Marist teacher wins scholarship for intervention program

The opportunity to help and positively influence people every day is what drew Matthew Millikin to teaching.

The Marist College early career teacher’s dedication has been recognised with an Early Career Teaching Scholarship from Schools Plus Australia this month.

“The chance to share my passion and expertise is an amazing feeling, and one that I knew I would enjoy,” Matthew said.

“The winners receive a one-on-one coaching program over the next 12 months, as well as a group study tour within Australia. Additionally, having the opportunity to fund further professional development for myself is an amazing opportunity.”

Through his natural curiosity, the mathematics teacher created a pioneering intervention program that has helped students embrace maths in new ways and has positively impacted his students’ approach to the subject as well as their results.

“It started as a small group of Year 7 and 8 students who we had identified had a range of gaps in maths, whether it was simply from missing a bit of school or misunderstanding a key concept at some point,” Matthew explained.

“The idea was that we would systematically address the skill gaps of the group in an afterschool session once a week. As we continued, the sessions changed naturally as we tweaked with what was working or not working.”
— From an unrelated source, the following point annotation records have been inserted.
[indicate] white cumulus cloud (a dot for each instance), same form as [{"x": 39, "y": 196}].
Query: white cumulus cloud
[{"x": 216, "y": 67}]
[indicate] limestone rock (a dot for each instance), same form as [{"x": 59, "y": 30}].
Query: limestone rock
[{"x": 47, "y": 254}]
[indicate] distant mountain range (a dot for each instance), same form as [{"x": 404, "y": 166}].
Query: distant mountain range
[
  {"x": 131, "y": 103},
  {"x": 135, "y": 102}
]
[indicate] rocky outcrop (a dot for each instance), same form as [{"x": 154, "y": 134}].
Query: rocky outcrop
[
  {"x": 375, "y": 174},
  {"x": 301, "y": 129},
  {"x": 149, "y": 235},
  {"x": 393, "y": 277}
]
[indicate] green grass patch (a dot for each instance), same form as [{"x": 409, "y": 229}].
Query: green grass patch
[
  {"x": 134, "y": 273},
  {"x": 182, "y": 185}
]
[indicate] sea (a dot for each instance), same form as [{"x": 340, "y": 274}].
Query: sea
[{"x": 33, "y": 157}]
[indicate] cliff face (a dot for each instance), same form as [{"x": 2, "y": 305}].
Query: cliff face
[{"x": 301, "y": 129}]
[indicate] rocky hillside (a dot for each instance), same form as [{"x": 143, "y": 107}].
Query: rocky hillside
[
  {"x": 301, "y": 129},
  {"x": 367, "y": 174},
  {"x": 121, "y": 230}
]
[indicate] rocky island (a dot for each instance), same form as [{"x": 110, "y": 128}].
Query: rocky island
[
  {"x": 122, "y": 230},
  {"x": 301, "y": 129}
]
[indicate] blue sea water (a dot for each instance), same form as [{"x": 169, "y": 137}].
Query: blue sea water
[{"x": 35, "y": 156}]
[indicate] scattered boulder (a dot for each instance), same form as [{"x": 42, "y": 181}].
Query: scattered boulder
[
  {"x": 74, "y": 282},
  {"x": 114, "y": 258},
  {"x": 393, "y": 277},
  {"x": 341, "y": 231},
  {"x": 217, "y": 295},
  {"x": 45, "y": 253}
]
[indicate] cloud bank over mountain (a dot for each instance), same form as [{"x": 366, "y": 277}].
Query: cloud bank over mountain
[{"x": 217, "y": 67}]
Through the program, it was identified that the perception of the subject, and the students’ ability in the subject was a significant issue, alongside any skill gaps they might have.

“Where it ended up is that the afterschool program not only addresses the specific skill gaps students might have, but also practices the ‘soft skills’ of mathematics such as their perception of their ability, their resilience and the language they use to describe the subject and their progress in the subject,” Matthew said.

READ ALSO:  Getting ‘whammed’: Father Michael Lim’s journey to the Catholic faith

“Additionally, we try to keep the program fun and engaging in order to celebrate the successes of the students involved.”

Matthew’s role in the first year was to plan and deliver the sessions.

“In the second year, I have also taken on the coordination of the parents and students, as well as the management of the data and progress that we see from the program,” he said.

“We are still measuring what the difference of such a program might be in the long run, however if it has made just one student more comfortable and passionate about mathematics it will have been a success.”

During the two years the program has run so far, Matthew has seen positive impacts to students’ language, results and engagement with the subject.

“It has been amazing to be given the opportunity to try and be innovative with the program, so it has also positively influenced my teaching practice in the classroom,” he said.